Со мной он никогда не затрагивал этих вопросов, не делал ни малейшего намека. Все его разговоры носили вполне конкретный характер. Иной раз, когда он вытаскивал из кармана складной нож, поплавок, дудочку, чтоб подманивать жаворонков, на траву выпадали короткие черные четки, и он проворно поднимал их. Пожалуй, по утрам в воскресенье в нем было больше степенности, чем в будни, меньше жизнерадостности, легкости, как будто он нес тогда на плечах какой-то груз.

Среди всего, что привязывало меня к Люку, было одно обстоятельство, которому ты, вероятно, удивишься.
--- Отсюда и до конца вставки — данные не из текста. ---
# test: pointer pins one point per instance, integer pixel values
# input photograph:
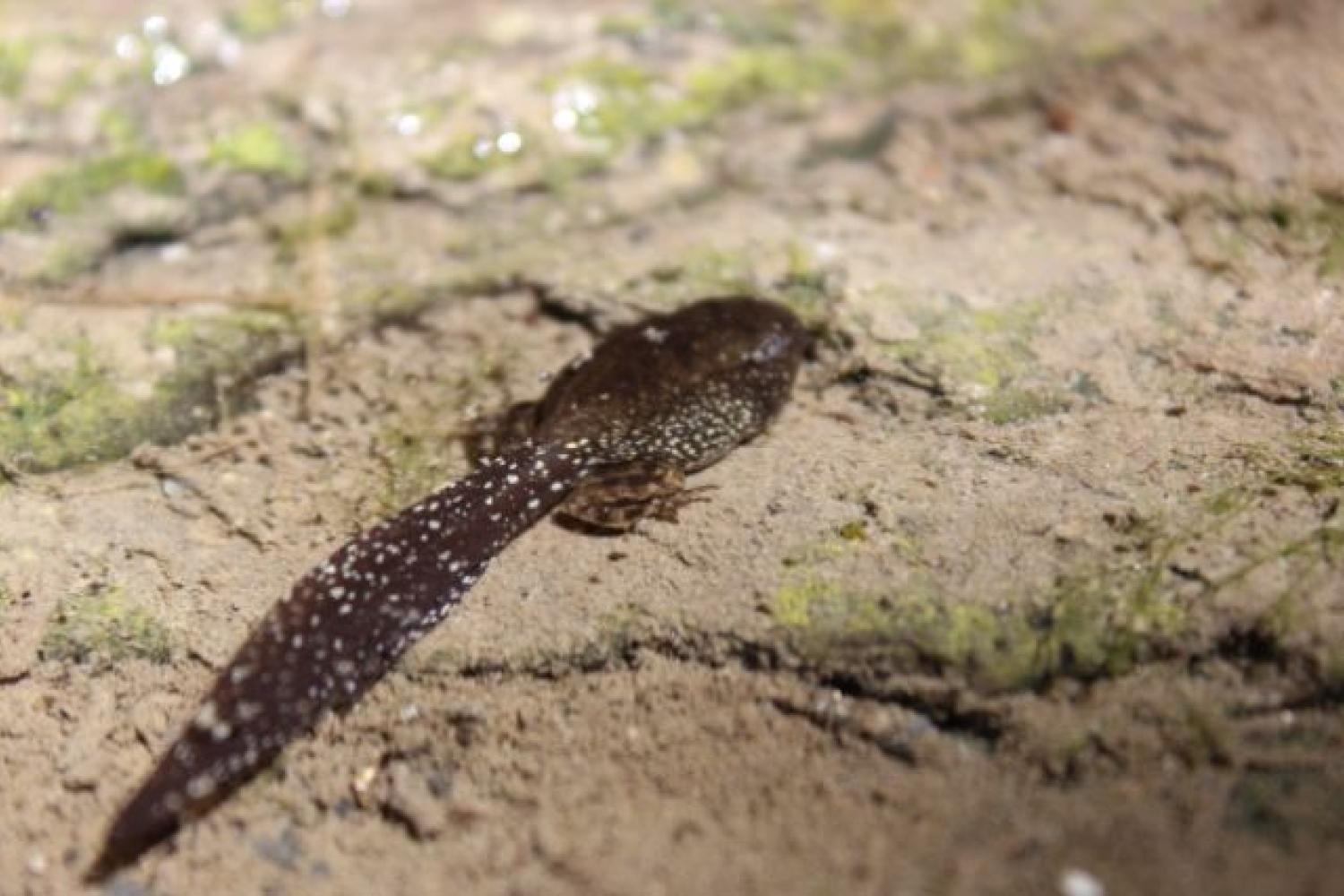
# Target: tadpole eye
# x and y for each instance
(769, 349)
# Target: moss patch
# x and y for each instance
(290, 237)
(72, 188)
(986, 349)
(101, 625)
(472, 156)
(255, 19)
(15, 59)
(59, 418)
(1089, 627)
(258, 148)
(1019, 405)
(416, 452)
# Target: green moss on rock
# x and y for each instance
(58, 418)
(258, 148)
(1088, 627)
(101, 625)
(72, 188)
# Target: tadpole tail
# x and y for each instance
(340, 629)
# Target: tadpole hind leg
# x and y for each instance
(616, 497)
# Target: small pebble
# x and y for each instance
(1074, 882)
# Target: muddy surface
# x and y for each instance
(1035, 587)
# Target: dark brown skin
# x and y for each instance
(609, 444)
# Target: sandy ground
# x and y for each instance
(1035, 587)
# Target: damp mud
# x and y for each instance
(1035, 586)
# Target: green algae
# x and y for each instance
(15, 61)
(292, 237)
(1088, 627)
(417, 454)
(258, 148)
(986, 349)
(102, 626)
(69, 190)
(470, 156)
(257, 19)
(1013, 405)
(59, 418)
(1311, 458)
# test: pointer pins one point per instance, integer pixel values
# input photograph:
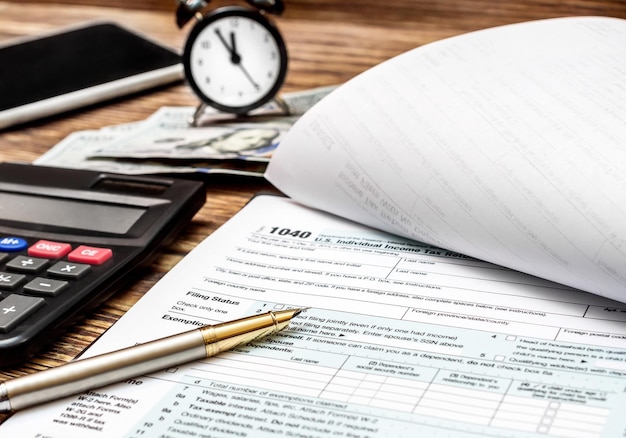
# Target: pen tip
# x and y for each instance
(299, 311)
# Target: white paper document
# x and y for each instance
(506, 144)
(401, 339)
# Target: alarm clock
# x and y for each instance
(235, 59)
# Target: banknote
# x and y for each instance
(165, 142)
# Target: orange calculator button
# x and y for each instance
(90, 255)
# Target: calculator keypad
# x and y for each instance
(44, 272)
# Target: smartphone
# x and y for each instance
(77, 67)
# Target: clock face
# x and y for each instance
(235, 60)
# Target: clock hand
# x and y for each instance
(234, 57)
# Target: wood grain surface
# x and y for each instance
(329, 42)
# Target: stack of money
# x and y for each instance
(167, 143)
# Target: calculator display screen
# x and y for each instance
(67, 213)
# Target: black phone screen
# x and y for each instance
(74, 60)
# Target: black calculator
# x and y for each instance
(71, 238)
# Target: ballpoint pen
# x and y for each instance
(81, 375)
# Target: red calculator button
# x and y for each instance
(49, 250)
(90, 255)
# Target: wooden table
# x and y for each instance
(329, 42)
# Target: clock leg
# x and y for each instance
(197, 114)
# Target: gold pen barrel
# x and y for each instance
(81, 375)
(228, 335)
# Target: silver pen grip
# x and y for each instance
(97, 371)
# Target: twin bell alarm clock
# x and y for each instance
(235, 59)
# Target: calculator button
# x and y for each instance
(10, 281)
(12, 244)
(27, 264)
(15, 308)
(90, 254)
(49, 250)
(45, 286)
(72, 271)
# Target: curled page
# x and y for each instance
(507, 145)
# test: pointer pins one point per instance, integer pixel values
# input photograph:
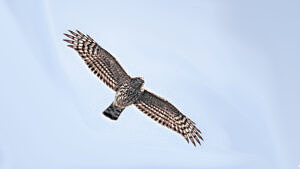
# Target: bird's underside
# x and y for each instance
(130, 90)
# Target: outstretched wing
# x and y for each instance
(102, 63)
(166, 114)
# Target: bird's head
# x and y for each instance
(138, 82)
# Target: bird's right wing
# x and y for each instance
(166, 114)
(101, 62)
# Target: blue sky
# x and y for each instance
(231, 66)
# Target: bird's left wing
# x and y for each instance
(101, 62)
(168, 115)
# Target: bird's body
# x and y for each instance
(127, 94)
(130, 90)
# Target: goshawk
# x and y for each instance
(130, 90)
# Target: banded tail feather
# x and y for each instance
(113, 112)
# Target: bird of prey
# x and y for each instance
(130, 90)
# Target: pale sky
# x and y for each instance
(231, 66)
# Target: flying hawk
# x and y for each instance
(130, 90)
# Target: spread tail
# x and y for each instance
(113, 112)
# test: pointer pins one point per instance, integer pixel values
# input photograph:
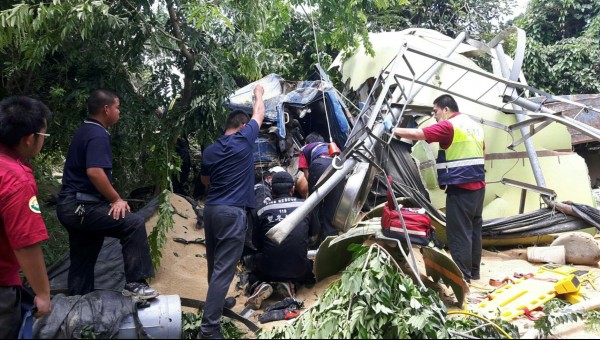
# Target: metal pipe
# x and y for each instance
(517, 101)
(433, 69)
(282, 229)
(529, 147)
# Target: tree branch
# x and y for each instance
(189, 65)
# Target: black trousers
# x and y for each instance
(463, 228)
(10, 311)
(86, 236)
(225, 232)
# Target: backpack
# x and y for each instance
(418, 223)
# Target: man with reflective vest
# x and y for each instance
(460, 168)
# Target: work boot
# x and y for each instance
(140, 290)
(215, 335)
(286, 289)
(261, 293)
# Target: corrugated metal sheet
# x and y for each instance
(590, 118)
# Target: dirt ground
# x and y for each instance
(183, 272)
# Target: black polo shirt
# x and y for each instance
(90, 148)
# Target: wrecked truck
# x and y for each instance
(293, 109)
(531, 169)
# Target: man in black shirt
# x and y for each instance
(287, 263)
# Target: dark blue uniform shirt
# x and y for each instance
(90, 148)
(229, 162)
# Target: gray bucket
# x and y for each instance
(162, 320)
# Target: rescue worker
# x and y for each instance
(460, 168)
(314, 161)
(23, 123)
(228, 167)
(283, 265)
(90, 208)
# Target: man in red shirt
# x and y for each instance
(23, 123)
(460, 168)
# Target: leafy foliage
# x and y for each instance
(555, 314)
(191, 326)
(480, 18)
(568, 66)
(373, 299)
(550, 21)
(563, 50)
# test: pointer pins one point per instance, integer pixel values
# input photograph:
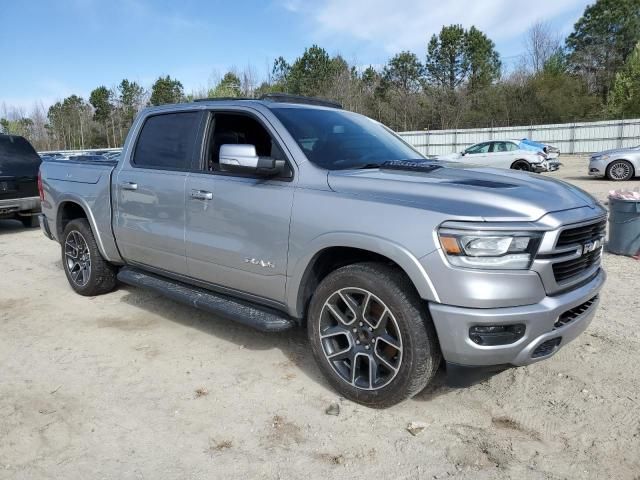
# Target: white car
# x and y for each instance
(504, 154)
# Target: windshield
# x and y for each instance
(338, 140)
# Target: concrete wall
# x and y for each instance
(586, 137)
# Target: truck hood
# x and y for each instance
(465, 193)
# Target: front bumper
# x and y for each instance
(453, 324)
(546, 166)
(16, 206)
(598, 168)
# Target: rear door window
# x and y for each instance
(167, 141)
(480, 148)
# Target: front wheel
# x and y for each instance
(88, 273)
(619, 170)
(371, 335)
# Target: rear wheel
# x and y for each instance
(620, 170)
(371, 335)
(87, 272)
(521, 165)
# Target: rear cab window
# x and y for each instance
(167, 141)
(17, 156)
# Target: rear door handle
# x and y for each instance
(201, 195)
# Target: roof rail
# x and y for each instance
(220, 99)
(285, 97)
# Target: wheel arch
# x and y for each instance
(635, 165)
(519, 160)
(337, 250)
(71, 208)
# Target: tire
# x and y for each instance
(30, 221)
(404, 337)
(522, 165)
(620, 170)
(87, 272)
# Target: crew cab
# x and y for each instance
(289, 212)
(19, 165)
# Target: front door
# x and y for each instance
(237, 225)
(150, 215)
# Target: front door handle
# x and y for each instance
(201, 195)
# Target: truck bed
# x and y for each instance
(87, 183)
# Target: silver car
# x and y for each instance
(505, 154)
(618, 164)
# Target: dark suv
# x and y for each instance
(19, 164)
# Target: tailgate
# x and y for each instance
(18, 187)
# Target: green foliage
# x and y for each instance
(446, 57)
(404, 74)
(21, 126)
(481, 58)
(457, 55)
(458, 85)
(312, 73)
(100, 99)
(166, 90)
(602, 39)
(229, 86)
(624, 98)
(130, 98)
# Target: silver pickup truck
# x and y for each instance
(287, 212)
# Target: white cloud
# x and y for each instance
(408, 24)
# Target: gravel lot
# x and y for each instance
(131, 385)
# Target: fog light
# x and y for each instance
(490, 335)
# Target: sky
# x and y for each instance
(51, 49)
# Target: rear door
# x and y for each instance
(149, 220)
(19, 165)
(477, 153)
(237, 233)
(499, 155)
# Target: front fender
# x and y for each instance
(381, 246)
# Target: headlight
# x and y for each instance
(489, 250)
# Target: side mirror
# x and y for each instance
(244, 159)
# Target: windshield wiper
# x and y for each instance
(367, 166)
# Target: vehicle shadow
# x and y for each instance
(447, 382)
(292, 343)
(12, 226)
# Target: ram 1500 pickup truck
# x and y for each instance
(287, 212)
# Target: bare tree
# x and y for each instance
(541, 43)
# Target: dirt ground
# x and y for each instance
(132, 386)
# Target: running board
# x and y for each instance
(264, 319)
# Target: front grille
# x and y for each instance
(570, 315)
(563, 271)
(583, 234)
(546, 348)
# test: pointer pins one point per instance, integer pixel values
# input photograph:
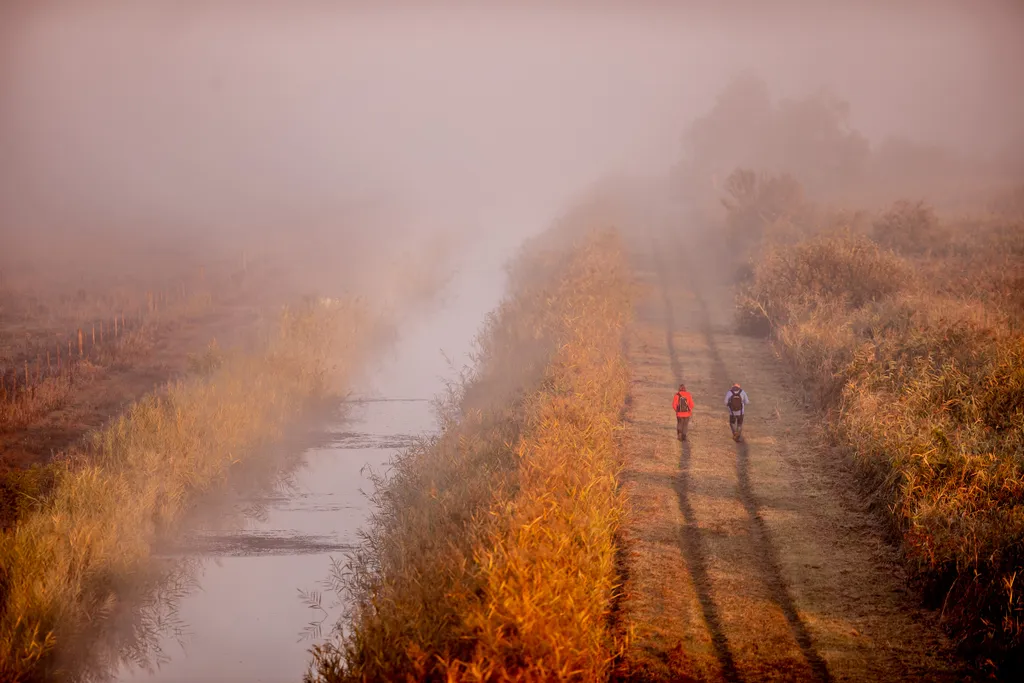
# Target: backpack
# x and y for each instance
(736, 401)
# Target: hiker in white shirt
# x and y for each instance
(735, 400)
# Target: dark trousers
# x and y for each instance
(682, 424)
(736, 424)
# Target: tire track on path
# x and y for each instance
(690, 542)
(771, 573)
(757, 561)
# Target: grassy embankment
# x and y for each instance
(907, 332)
(492, 553)
(87, 540)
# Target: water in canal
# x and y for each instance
(245, 620)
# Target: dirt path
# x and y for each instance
(754, 561)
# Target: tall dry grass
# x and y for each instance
(918, 360)
(491, 555)
(80, 547)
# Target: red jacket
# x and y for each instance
(689, 401)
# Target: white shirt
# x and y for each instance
(742, 394)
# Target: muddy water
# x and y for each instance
(247, 620)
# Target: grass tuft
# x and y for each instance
(85, 542)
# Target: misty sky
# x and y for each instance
(232, 114)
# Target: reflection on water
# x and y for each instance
(250, 598)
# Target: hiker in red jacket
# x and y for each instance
(682, 403)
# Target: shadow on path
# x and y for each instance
(765, 549)
(690, 543)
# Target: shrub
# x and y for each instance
(910, 227)
(925, 389)
(822, 270)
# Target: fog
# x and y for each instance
(342, 129)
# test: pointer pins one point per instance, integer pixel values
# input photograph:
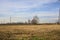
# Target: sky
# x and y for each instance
(22, 10)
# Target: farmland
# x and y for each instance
(29, 32)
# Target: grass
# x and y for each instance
(29, 32)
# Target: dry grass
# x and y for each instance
(30, 32)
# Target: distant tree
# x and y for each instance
(35, 20)
(29, 21)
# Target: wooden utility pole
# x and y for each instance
(10, 19)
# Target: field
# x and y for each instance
(29, 32)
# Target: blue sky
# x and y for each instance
(46, 10)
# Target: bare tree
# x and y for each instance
(35, 20)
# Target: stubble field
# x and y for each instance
(29, 32)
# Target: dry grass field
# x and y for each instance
(29, 32)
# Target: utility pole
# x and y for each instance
(10, 19)
(59, 17)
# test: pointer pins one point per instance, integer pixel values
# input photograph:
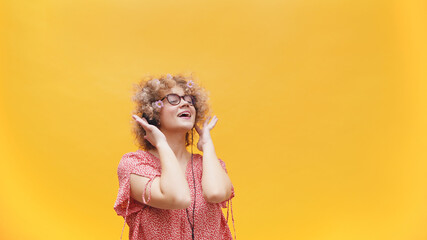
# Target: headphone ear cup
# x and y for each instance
(151, 121)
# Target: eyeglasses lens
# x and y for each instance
(175, 99)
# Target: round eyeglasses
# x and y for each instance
(175, 99)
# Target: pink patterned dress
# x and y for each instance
(146, 222)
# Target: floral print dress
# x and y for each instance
(146, 222)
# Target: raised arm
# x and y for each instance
(216, 184)
(170, 190)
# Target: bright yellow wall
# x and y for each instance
(321, 107)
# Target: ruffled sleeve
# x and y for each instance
(139, 163)
(224, 203)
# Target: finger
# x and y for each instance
(207, 121)
(198, 130)
(213, 122)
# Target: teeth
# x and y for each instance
(186, 114)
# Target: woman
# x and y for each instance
(165, 191)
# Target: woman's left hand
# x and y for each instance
(204, 134)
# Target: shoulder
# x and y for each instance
(136, 158)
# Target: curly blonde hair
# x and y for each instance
(151, 89)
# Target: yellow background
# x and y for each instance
(321, 107)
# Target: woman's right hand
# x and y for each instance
(152, 133)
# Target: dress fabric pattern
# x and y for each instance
(146, 222)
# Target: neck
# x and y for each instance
(176, 141)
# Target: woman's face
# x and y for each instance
(171, 116)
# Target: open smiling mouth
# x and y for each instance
(185, 115)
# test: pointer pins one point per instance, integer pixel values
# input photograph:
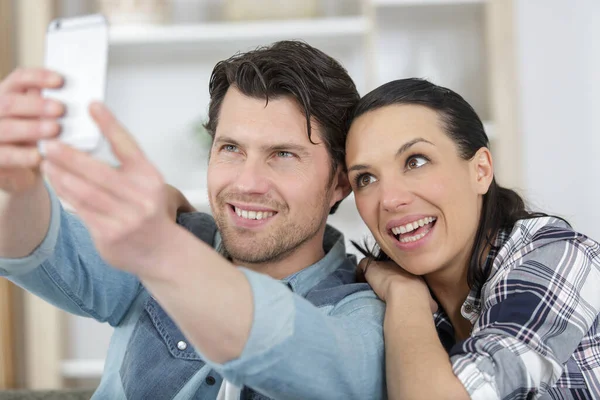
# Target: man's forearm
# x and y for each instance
(24, 221)
(208, 297)
(416, 363)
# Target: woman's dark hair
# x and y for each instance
(318, 83)
(502, 207)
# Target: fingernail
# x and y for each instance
(54, 79)
(52, 108)
(51, 146)
(48, 128)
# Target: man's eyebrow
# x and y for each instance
(402, 149)
(291, 147)
(226, 139)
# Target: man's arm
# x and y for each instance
(220, 308)
(256, 332)
(25, 118)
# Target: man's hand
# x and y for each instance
(177, 203)
(25, 118)
(124, 208)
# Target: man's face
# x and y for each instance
(270, 188)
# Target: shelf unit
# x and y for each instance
(159, 75)
(409, 3)
(340, 28)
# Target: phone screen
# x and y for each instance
(77, 48)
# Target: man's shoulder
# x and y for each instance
(202, 225)
(340, 286)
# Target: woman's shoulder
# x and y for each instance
(534, 233)
(547, 243)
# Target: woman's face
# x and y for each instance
(418, 197)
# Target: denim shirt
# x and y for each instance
(315, 335)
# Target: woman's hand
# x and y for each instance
(386, 276)
(177, 203)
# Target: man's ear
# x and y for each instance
(341, 186)
(483, 169)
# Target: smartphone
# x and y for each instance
(77, 48)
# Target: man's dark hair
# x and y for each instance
(319, 84)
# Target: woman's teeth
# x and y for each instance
(411, 226)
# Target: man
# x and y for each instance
(290, 323)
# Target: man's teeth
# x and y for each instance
(411, 226)
(253, 214)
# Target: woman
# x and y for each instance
(514, 294)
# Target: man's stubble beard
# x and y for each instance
(274, 244)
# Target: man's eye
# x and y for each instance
(416, 162)
(364, 180)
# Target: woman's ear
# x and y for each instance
(341, 186)
(483, 169)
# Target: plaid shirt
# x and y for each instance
(536, 326)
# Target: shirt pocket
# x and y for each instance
(159, 360)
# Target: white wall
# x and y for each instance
(559, 74)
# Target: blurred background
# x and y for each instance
(530, 68)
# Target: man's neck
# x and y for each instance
(304, 256)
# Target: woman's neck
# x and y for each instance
(451, 289)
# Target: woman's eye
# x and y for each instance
(284, 154)
(416, 162)
(364, 180)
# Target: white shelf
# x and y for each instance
(399, 3)
(82, 369)
(340, 27)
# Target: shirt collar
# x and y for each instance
(304, 280)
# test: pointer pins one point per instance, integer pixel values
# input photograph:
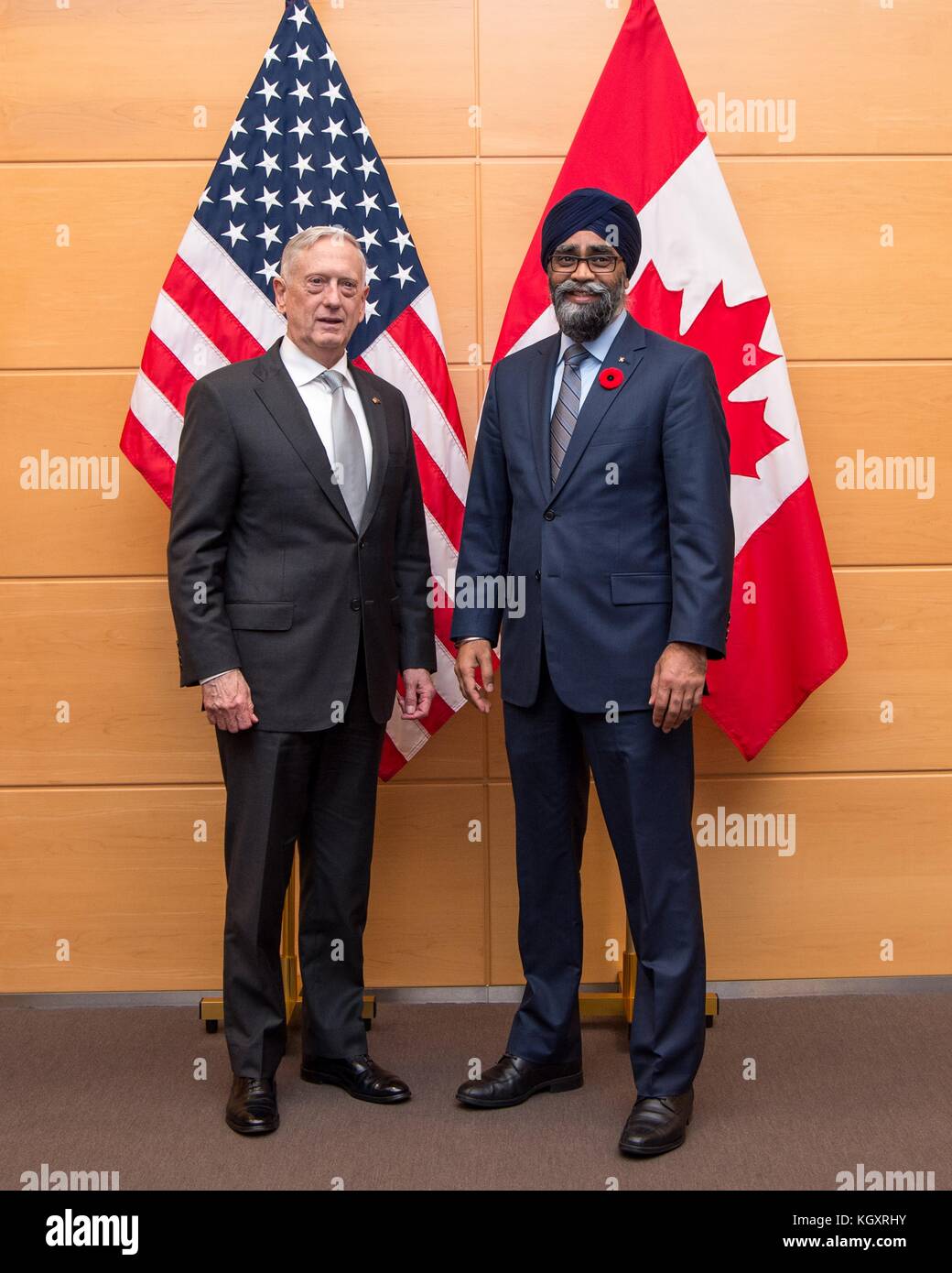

Не раз случалось, что в воскресенье я узнавал в этом олененке, который в те часы переставал прыгать, брата нашей девочки, умершей двенадцать лет тому назад, хотя Мари совсем не походила на него характером: она не выносила, когда кто-нибудь раздавит букашку, и очень любила, устлав мхом дупло дерева, ставить туда статуэтку Богоматери, — помнишь? Ну так вот, для меня в этом «звереныше», как ты называла Люка, оживала наша Мари: вернее сказать, тот самый светлый родник, который был в ее душе и вместе с нею скрылся под землю, вновь бил у моих ног.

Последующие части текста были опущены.